The Public Health Ministry said on Tuesday there are sufficient favipiravir pills in stock and it will procure more anti-viral tablets ahead of the Songkran festival next month, after the Rural Doctor Society (RDS) complained about a shortage of anti-Covid drugs.

Sirikul Matevelungsun, deputy managing director of the Government Pharmaceutical Organization (GPO), said on Tuesday 110 million favipiravir pills were kept in stock. Of them, 80 million were and are being delivered to hospitals that need them for Covid-19 patients.

The GPO had planned to distribute the remaining 30 million pills at the start of Songkran in the middle of next month.

However, the Public Health Ministry has anticipated a surge in demand for anti-viral pills after Songkran when daily caseloads are predicted to rise. The ministry estimates 75 million pills, both favipiravir and molnupiravir, will be needed after the festival.

Dr Sirikul said the GPO will deliver 30 million favipiravir pills to hospitals in the middle of next month and another 20 million pills towards the end of that month. These are pills both locally produced and imported and they should be enough, she said.

She added the GPO was considering whether to import another 25 million molnupiravir pills. The planned purchase is pending price negotiations with manufacturers in China and India.

If the price of the pills is high, fewer will be bought. The decision on how many will be imported will be reached soon. If and when the purchase deal is sealed, the first batch of pills could arrive in Thailand within two weeks of the purchase being made, she said.

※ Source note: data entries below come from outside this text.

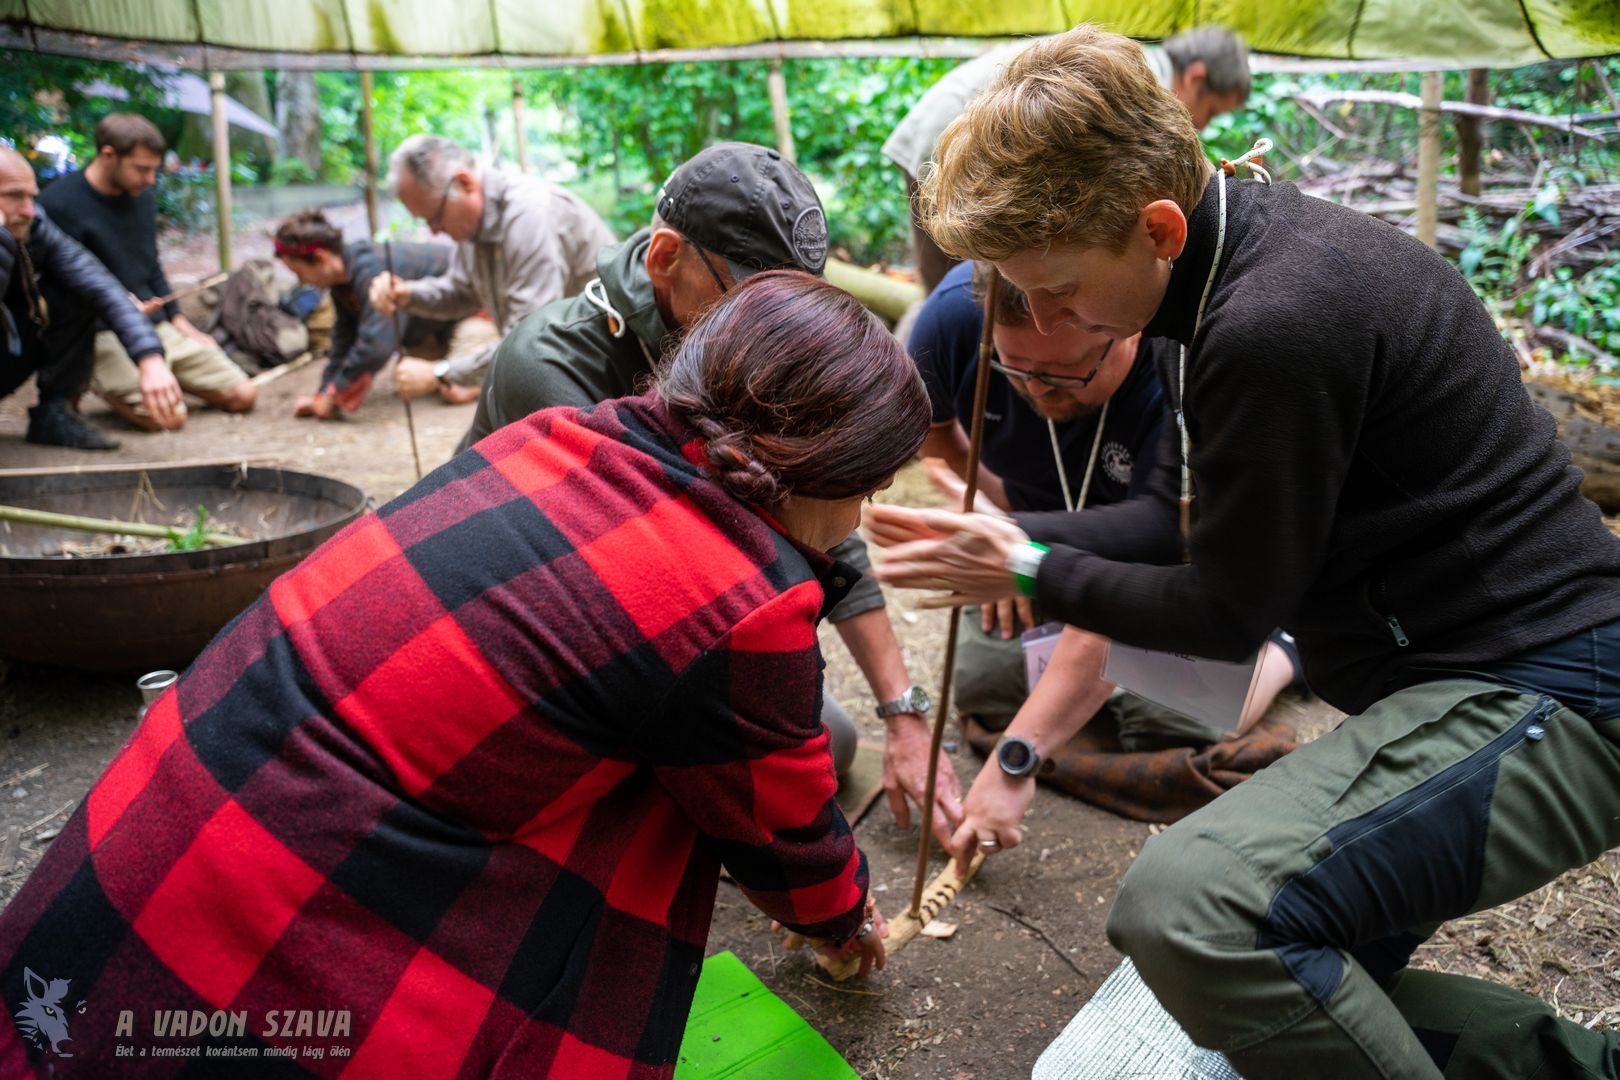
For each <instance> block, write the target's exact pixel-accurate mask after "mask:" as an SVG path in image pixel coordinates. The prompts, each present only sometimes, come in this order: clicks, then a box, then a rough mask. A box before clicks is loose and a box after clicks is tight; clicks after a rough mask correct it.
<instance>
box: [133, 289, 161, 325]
mask: <svg viewBox="0 0 1620 1080" xmlns="http://www.w3.org/2000/svg"><path fill="white" fill-rule="evenodd" d="M130 303H131V304H134V306H136V308H138V309H139V311H141V314H143V316H146V317H147V319H151V317H152V316H154V314H157V311H159V309H160V308H162V306H164V298H162V296H152V298H151V300H141V298H139V296H136V295H134V293H130Z"/></svg>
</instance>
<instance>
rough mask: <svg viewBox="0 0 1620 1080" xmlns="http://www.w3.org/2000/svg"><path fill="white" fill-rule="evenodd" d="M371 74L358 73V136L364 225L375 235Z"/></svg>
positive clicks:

Dr Thongchai Keeratihattayakorn, deputy permanent secretary for public health, has insisted that anti-viral pill amounts are sufficient, rebutting the complaint about a shortage by the RDS on Monday.

As of Monday, there were 22.8 million favipiravir pills stocked in hospitals delivering Covid-19 treatments. On average, the hospitals dispense a combined two million pills a day, meaning stocks should last about 10 days.

However, pills from the GPO will keep replenishing stocks. The hospitals are connected through a central stock-checking system which enables the ministry to keep track of how many pills each hospital has left or where a resupply is necessary.

The ministry is making sure each hospital has at least 10 days’ worth of pills.

A recent surge in daily infections in many areas has pushed up hospitalisations, which in turn has driven up demand for anti-viral pills. But hospitals failed to update their stock-checking system so the GPO was unaware supplies were low and did not distribute more pills.